きつくなってきたのは30キロ通過ぐらいから。観光名所のアクアマリン福島手前でフラガールたちがハイタッチしてくれた。綺麗で、可愛くて、笑顔が素敵で、めちゃくちゃ元気になった。嬉しくて、楽しくて、調子に乗って、ペースが上がった。
人生で一番長い2.195キロ
なんやかんやで終盤に…というわけはない。
35キロぐらいから膝が限界に近づく。
信じられないぐらい上にも前にも上がらない。給水所のコールドスプレーは気休めでしかなかった。

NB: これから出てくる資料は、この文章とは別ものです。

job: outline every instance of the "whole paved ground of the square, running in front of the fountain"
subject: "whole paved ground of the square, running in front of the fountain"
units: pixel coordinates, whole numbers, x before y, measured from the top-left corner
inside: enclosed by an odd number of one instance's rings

でも止まったら、止まってしまったらもう前に進めなくなる。そんな気がしてガタガタでも前に進んだ。
だんだん6時間の制限時間が近くなる。
車道ではコース途中で回収された脱落者たちがバスに乗せられて私のことを追い抜いていく。
ここまできたら、必ず走る!
最後の2.195キロはほとんど覚えていない。
あんなに早かった1キロが、500メートルが、100メートルが、1メートルですら遠い。
「あと0.195キロ!」の看板すら「まだなの?」と思ってしまった。
そして完走した。ゴールのゲートをくぐると間抜けな音楽が出迎えてくれた。
5時間54分54秒が終わった。
失恋して、完走して見えた世界
「やっと終わったあああ」これが一番最初にでた感想でした。完走だけに。どうしようもなく辛かった。やっぱりちょっと泣いた。
自分の体とは思えないぐらい体中が痛かった。
代わりに欲しかったものは手に入れた。
でも、欲しかったものよりもっとすごいものを手に入れた気がする。
沿道で応援してくれた地域の人たち、大漁旗振ってくれた漁師さん、「アゲアゲホイホイ」エンドレスに踊ってくれたいわき海星高の野球部、なぜか流れでハイタッチしてくれた読売新聞の腕章付けたお兄さん、給水場で励ましてくれたボランティアのみなさん、ゴールで待っててくれた職場の先輩、仕事中にエントリー番号を調べて私が走る位置をチェックしてくれてた後輩たち。
今までの人生で一番「がんばれ」をもらった日だった。
なんだかやっと、自分のために頑張れたと思えた。そして応援で力が出た。応援されるほどがんばれた自分をちゃんと認められた。
月並みだけど、この先どんな辛いことがあっても乗り越えられる気がした。
事実、その半年後に挑んだ富士登山はこの日ほど辛くはなかった。
こんな体験につながるなら、失恋も悪くないと思っちゃった。